1
0
Fork 0
arangodb/Documentation/Books/Manual/Indexing/Geo.md

511 lines
16 KiB
Markdown

Geo-Spatial Indexes
===================
ArangoDB features a [Google S2](http://s2geometry.io/) based geospatial index.
We support indexing on a subset of the [**GeoJSON**](#geojson) standard
(as well as simple latitude longitude pairs).
AQL's geospatial functions and GeoJSON constructors are described in
[Geo functions](../../AQL/Functions/Geo.html).
Using a Geo-Spatial Index
-------------------------
The geospatial index supports containment and intersection
queries for various geometric 2D shapes. You should be mainly using AQL queries
to perform these types of operations. The index can operate in **two different
modes**, depending on if you want to use the GeoJSON data-format or not. The modes
are mainly toggled by using the `geoJson` field when creating the index.
This index assumes coordinates with the latitude between -90 and 90 degrees and the
longitude between -180 and 180 degrees. A geo index will ignore all
documents which do not fulfill these requirements.
### GeoJSON Mode
To create an index in GeoJSON mode execute:
```
collection.ensureIndex({ type: "geo", fields: [ "geometry" ], geoJson:true })
```
This creates the index on all documents and uses _geometry_ as the attributed
field where the value is either a [Geometry
Object](https://tools.ietf.org/html/rfc7946#section-3.1) **or** a _coordinate
array_. The array must contain at least two numeric values with longitude (first
value) and the latitude (second value). This corresponds to the format
described in [RFC 7946
Position](https://tools.ietf.org/html/rfc7946#section-3.1.1)
All documents, which do not have the attribute path or have a non-conform
value in it, are excluded from the index.
A geo index is implicitly sparse, and there is no way to control its sparsity.
In case that the index was successfully created, an object with the index
details, including the index-identifier, is returned.
### Non-GeoJSON mode
This index mode exclusively supports indexing on coordinate arrays. Values that
contain GeoJSON or other types of data will be ignored. In the non-GeoJSON mode
the index can be created on one or two fields.
The following examples will work in the _arangosh_ command shell.
To create a geo-spatial index on all documents using *latitude* and
*longitude* as separate attribute paths, two paths need to be specified
in the *fields* array:
`collection.ensureIndex({ type: "geo", fields: [ "latitude", "longitude" ] })`
The first field is always defined to be the _latitude_ and the second is the
_longitude_. The `geoJson` flag is implicitly _false_ in this mode.
Alternatively you can specify only one field:
`collection.ensureIndex({ type: "geo", fields: [ "location" ], geoJson:false })`
It creates a geospatial index on all documents using *location* as the path to the
coordinates. The value of the attribute has to be an array with at least two
numeric values. The array must contain the latitude (first value) and the
longitude (second value).
All documents, which do not have the attribute path(s) or have a non-conforming
value in it, are excluded from the index.

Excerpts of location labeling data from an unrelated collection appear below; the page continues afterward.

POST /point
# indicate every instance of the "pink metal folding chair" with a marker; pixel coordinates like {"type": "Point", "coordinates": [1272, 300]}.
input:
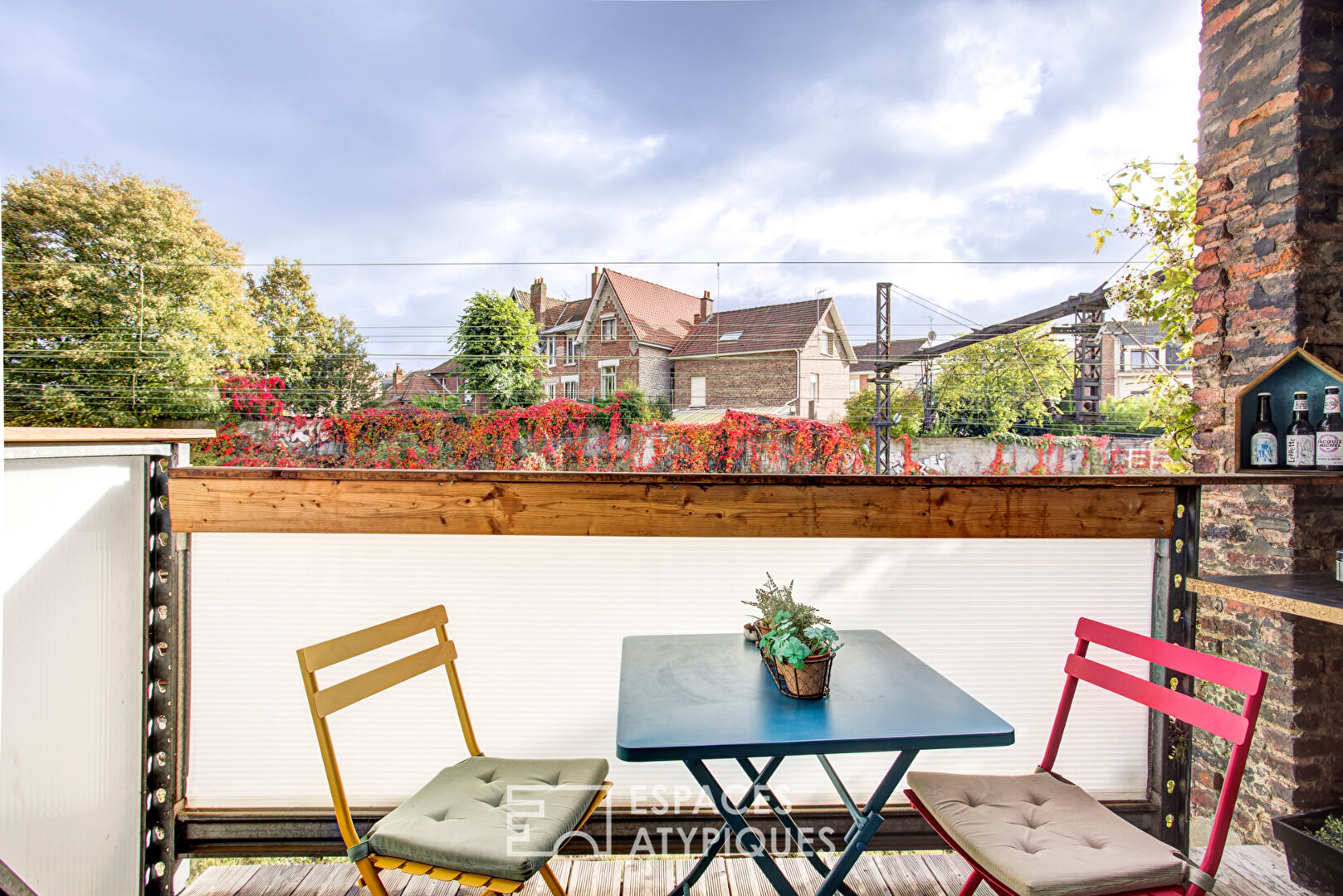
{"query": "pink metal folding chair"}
{"type": "Point", "coordinates": [1026, 835]}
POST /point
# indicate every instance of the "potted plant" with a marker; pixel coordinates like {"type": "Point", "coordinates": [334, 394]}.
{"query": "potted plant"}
{"type": "Point", "coordinates": [1314, 844]}
{"type": "Point", "coordinates": [769, 599]}
{"type": "Point", "coordinates": [802, 649]}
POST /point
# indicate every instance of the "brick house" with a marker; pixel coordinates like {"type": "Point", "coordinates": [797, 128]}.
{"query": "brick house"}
{"type": "Point", "coordinates": [1130, 353]}
{"type": "Point", "coordinates": [619, 338]}
{"type": "Point", "coordinates": [794, 355]}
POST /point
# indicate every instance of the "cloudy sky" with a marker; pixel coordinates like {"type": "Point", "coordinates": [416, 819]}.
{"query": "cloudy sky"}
{"type": "Point", "coordinates": [622, 134]}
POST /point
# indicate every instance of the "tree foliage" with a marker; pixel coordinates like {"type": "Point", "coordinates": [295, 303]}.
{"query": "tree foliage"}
{"type": "Point", "coordinates": [121, 304]}
{"type": "Point", "coordinates": [1001, 382]}
{"type": "Point", "coordinates": [1158, 207]}
{"type": "Point", "coordinates": [496, 345]}
{"type": "Point", "coordinates": [321, 359]}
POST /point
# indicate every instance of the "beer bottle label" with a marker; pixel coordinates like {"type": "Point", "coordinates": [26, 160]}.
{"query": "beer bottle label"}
{"type": "Point", "coordinates": [1262, 449]}
{"type": "Point", "coordinates": [1301, 450]}
{"type": "Point", "coordinates": [1329, 449]}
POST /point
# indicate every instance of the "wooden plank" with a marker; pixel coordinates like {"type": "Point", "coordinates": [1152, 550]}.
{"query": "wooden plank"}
{"type": "Point", "coordinates": [745, 879]}
{"type": "Point", "coordinates": [221, 880]}
{"type": "Point", "coordinates": [647, 878]}
{"type": "Point", "coordinates": [328, 879]}
{"type": "Point", "coordinates": [426, 885]}
{"type": "Point", "coordinates": [274, 880]}
{"type": "Point", "coordinates": [712, 883]}
{"type": "Point", "coordinates": [1160, 480]}
{"type": "Point", "coordinates": [951, 871]}
{"type": "Point", "coordinates": [1315, 596]}
{"type": "Point", "coordinates": [869, 509]}
{"type": "Point", "coordinates": [595, 878]}
{"type": "Point", "coordinates": [71, 434]}
{"type": "Point", "coordinates": [351, 691]}
{"type": "Point", "coordinates": [799, 872]}
{"type": "Point", "coordinates": [865, 879]}
{"type": "Point", "coordinates": [908, 874]}
{"type": "Point", "coordinates": [536, 887]}
{"type": "Point", "coordinates": [1262, 871]}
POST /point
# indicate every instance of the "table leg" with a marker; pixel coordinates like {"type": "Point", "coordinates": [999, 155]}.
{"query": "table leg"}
{"type": "Point", "coordinates": [871, 821]}
{"type": "Point", "coordinates": [791, 826]}
{"type": "Point", "coordinates": [715, 845]}
{"type": "Point", "coordinates": [749, 835]}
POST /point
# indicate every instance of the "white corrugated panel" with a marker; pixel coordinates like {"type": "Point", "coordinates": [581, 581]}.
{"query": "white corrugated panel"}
{"type": "Point", "coordinates": [539, 624]}
{"type": "Point", "coordinates": [70, 670]}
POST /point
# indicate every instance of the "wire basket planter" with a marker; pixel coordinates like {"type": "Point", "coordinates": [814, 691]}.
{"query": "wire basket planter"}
{"type": "Point", "coordinates": [808, 683]}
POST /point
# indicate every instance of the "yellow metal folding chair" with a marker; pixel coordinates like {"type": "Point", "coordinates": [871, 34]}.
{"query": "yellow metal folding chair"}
{"type": "Point", "coordinates": [466, 824]}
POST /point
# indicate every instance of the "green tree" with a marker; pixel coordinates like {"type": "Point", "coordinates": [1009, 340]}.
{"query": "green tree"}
{"type": "Point", "coordinates": [1158, 207]}
{"type": "Point", "coordinates": [121, 304]}
{"type": "Point", "coordinates": [496, 345]}
{"type": "Point", "coordinates": [906, 405]}
{"type": "Point", "coordinates": [340, 377]}
{"type": "Point", "coordinates": [285, 304]}
{"type": "Point", "coordinates": [1001, 382]}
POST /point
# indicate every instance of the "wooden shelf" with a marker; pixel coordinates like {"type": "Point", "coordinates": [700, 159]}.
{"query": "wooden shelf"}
{"type": "Point", "coordinates": [1318, 596]}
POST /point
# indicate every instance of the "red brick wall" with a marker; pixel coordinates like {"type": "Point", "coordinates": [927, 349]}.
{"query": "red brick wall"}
{"type": "Point", "coordinates": [1269, 280]}
{"type": "Point", "coordinates": [739, 381]}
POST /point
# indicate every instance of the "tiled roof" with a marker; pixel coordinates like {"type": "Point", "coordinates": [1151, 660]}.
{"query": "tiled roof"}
{"type": "Point", "coordinates": [567, 316]}
{"type": "Point", "coordinates": [417, 384]}
{"type": "Point", "coordinates": [657, 314]}
{"type": "Point", "coordinates": [900, 349]}
{"type": "Point", "coordinates": [764, 328]}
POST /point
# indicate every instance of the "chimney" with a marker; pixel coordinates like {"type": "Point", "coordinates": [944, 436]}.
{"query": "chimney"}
{"type": "Point", "coordinates": [539, 301]}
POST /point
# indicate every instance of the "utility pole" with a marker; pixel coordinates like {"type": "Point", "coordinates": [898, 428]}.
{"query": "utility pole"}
{"type": "Point", "coordinates": [882, 367]}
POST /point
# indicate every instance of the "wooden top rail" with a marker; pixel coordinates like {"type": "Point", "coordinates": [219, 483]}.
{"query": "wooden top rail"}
{"type": "Point", "coordinates": [82, 436]}
{"type": "Point", "coordinates": [252, 473]}
{"type": "Point", "coordinates": [681, 504]}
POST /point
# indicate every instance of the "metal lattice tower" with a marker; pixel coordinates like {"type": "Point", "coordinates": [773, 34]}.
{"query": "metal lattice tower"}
{"type": "Point", "coordinates": [882, 367]}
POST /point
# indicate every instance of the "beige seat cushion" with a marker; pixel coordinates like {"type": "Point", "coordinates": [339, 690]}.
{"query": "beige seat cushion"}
{"type": "Point", "coordinates": [497, 817]}
{"type": "Point", "coordinates": [1043, 837]}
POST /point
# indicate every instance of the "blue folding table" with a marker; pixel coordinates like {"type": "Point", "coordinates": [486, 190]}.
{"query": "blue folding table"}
{"type": "Point", "coordinates": [710, 696]}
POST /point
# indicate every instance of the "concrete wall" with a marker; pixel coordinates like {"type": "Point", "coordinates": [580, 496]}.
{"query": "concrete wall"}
{"type": "Point", "coordinates": [1271, 270]}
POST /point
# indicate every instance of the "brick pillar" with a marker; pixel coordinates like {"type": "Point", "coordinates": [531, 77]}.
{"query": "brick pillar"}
{"type": "Point", "coordinates": [1271, 270]}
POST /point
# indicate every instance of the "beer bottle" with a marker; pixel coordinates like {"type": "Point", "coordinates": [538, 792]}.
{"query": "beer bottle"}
{"type": "Point", "coordinates": [1264, 440]}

A geo index is implicitly sparse, and there is no way to control its sparsity.
In case that the index was successfully created, an object with the index
details, including the index-identifier, is returned.
In case that the index was successfully created, an object with the index
details, including the index-identifier, is returned.
Indexed GeoSpatial Queries
--------------------------
The geospatial index supports a variety of AQL queries, which can be built with the help
of the [geo utility functions](../../AQL/Functions/Geo.html). There are three specific
geo functions that can be optimized, provided that they are used correctly:
`GEO_DISTANCE, GEO_CONTAINS, GEO_INTERSECTS`. Additionally, there is a built-in support to optimize
the older geo functions `DISTANCE`, `NEAR` and `WITHIN` (the last two only if they are
used in their 4 argument version, without *distanceName*).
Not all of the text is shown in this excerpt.